From Southeast Asia to Southeast Europe

May 31, 1999|By Richard Reeves

WASHINGTON -- King Abdullah of Jordan, a professional soldier by trade, made his first official visit to the capital this month and was, of course, asked his thoughts on NATO's involvement in Kosovo. The former general in the kingdom's army got right to the point, talking about the United States rather than the North Atlantic Treaty Organization:

"An air campaign is not going to do it; sooner or later you are going to have to get into a ground campaign," he said. "The United States' integrity and moral fortitude internationally is at stake. There is a lot riding on this . . . the whole world is watching."

That seems to be the consensus of almost everybody, foreign and domestic, around here. There is great disagreement, at least privately, about whether or not we were right or smart about going into the Balkans and about how effective the bombing is.

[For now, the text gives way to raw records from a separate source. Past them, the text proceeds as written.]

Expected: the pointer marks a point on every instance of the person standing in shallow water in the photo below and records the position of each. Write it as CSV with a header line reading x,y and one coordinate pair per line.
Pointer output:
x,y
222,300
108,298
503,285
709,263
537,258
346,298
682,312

But most people of power are arguing that once committed, "We must win!"

I would argue against it all. "We must win!" is the new domino theory.

We were ignorant or stupid to believe that we could saber-rattle Serbia into submission. When threats failed, we were ignorant or stupid to believe that bombs could do whatever it was we have been trying to do.

Bombing runs

There is a list circulating these days, compiled by William Blum, an author whose specialty is skewering the CIA, of 20 countries the United States has bombed openly or covertly since the end of World War II. The list:

China, 1945-46, 1950-53; Korea, 1950-53; Guatemala, 1954, 1960, 1967-69; Indonesia, 1958; Cuba, 1959-61; Congo, 1964; Peru, 1965; Laos, 1964-73; Vietnam, 1961-73; Cambodia, 1969-70; Grenada, 1983; Libya, 1986; El Salvador, 1980s; Nicaragua, 1980s; Panama, 1989; Iraq, 1991-99; Sudan, 1998; Afghanistan, 1998; Serbia and Montenegro, 1999.

Looking at those countries today, if the idea was to promote democracy and human rights, the results of all those explosions have been pretty dismal.

Looking back to the last place we had to win, Vietnam, did it actually matter that we lost? Within 15 years of the Americans being chased out of Vietnam, it was not the other countries of Southeast Asia that fell one after another; it was the Berlin Wall and communist governments across Europe that fell.

And I would suggest that communism would have collapsed earlier -- because of its internal contradictions, and the economic and military power of the West -- if the United States had not weakened itself and its allies by shedding blood and moral authority in Southeast Asia.

Speaking of the Southeast, one of the eerier things happening right now is the White House's attempts to eliminate the use of the word "Balkans" by saying we have a stake in "Southeast Europe," after having our way in Western, Central and Eastern Europe.

I'm repeating myself, but it seems that President Clinton understood more about Vietnam when he was a student than he does now.


Those were the days when National Security Adviser Henry Kissinger -- who expressed doubts about the Southeast Europe affair before it began, but then shifted to "We must win" -- said of Southeast Asia: "I can't believe that a fourth-rate power like North Vietnam doesn't have a breaking point."

Well, what we learned or should have learned in Vietnam is that first-rate powers are the ones likely to break or to run because they have more options than fourth-raters. The Soviets, a second-rate or first-and-a-half-rate power, learned the same thing against fifth-raters in Afghanistan.

Unfortunately for us, the overall lesson is that you cannot defeat people who are willing to die for the land if you are not.

The people of the Balkans -- they do not yet realize they are Southeastern Europeans -- do not have such choices. They have been there for centuries or more, and they are going to be there long, long after we stop flying over them.

So what the whole world is watching once more is a country so powerful it does not have to be smart enough to learn from history.

Richard Reeves writes a syndicated column.